Protection, action et changement de comportement sont les mots clés pour permettre à ces enfants de se construire un avenir meilleur et cela, même en situation de crise humanitaire. Les communautés concernées sont appelées à prendre conscience des faits, des risques et des conséquences sur l’avenir de la nouvelle génération afin d’agir de manière adéquate et prendre les décisions nécessaires en faveur des droits des enfants et des jeunes.

Afin de créer un encadrement plus favorable au respect des droits des enfants, UNICEF Tchad et ses partenaires ont décidé de travailler ensemble pour offrir aux enfants l’accès à une éducation de qualité et inclusive. L’une des figures les plus représentatives et centrales du système éducatif non formel de la province du Lac Tchad est le maître coranique, en même temps gérant d’une école et « père adoptif des élèves », car ces derniers lui sont confiés par leurs familles. Appelé également marabout, il porte sur ses épaules la responsabilité d’acheminer les enfants vers une place dans la société.
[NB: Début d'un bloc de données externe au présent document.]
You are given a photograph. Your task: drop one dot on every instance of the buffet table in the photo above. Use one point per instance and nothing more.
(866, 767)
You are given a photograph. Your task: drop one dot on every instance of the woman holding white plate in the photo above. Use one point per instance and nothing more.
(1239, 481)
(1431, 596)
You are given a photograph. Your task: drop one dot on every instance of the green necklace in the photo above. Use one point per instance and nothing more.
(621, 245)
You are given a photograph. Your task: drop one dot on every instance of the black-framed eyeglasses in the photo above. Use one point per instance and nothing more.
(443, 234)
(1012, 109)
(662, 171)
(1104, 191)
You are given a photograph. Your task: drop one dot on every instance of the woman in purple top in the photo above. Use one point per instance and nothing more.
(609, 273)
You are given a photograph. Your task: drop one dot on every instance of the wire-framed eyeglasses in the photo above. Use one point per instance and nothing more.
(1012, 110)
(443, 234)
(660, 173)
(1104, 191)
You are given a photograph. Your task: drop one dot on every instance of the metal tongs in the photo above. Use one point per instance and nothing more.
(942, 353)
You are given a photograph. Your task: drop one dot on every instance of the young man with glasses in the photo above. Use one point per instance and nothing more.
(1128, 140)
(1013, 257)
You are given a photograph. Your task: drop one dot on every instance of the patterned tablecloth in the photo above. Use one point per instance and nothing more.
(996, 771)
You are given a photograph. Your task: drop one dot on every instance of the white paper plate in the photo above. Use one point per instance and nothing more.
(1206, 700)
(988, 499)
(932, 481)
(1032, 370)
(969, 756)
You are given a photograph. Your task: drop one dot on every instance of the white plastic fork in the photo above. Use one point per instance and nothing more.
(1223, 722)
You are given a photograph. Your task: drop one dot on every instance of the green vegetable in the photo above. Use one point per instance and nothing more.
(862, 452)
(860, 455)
Tout en considérant l’importance de leur rôle d’éducateurs, le projet a pour objectif d’accompagner les maîtres coraniques dans un processus d’autoréflexion et d’apprentissage des droits et besoins des enfants.

Mahamat Alhadjii nous raconte : « Aujourd’hui j’ai compris que mon rôle est aussi d’écouter les enfants et de prendre en compte leurs besoins, en leur donnant la parole pour exprimer leurs ressentis. Comme tout enfant, mes élèves ont des droits et doivent être protégés. J’ai appris cela lors de deux formations auxquelles j’ai participé. Grâce à ces moments d’apprentissage j’ai pu réfléchir sur l’impact de mes actions dans l’évolution des enfants. J’ai finalement accepté l’aide de l’ONG APSELPA pour démarrer le processus de réintégration des enfants désirant regagner leurs familles d’origine. »

Ce travail s’appuie sur une stratégie et efficace : former les formateurs de demain. En chiffres, 153 leaders religieux ont été formés sur les droits et la protection des enfants. A l’issue des formations, les participants ont développé quatre plans d’actions, qui ont permis de toucher 300 autres leaders religieux.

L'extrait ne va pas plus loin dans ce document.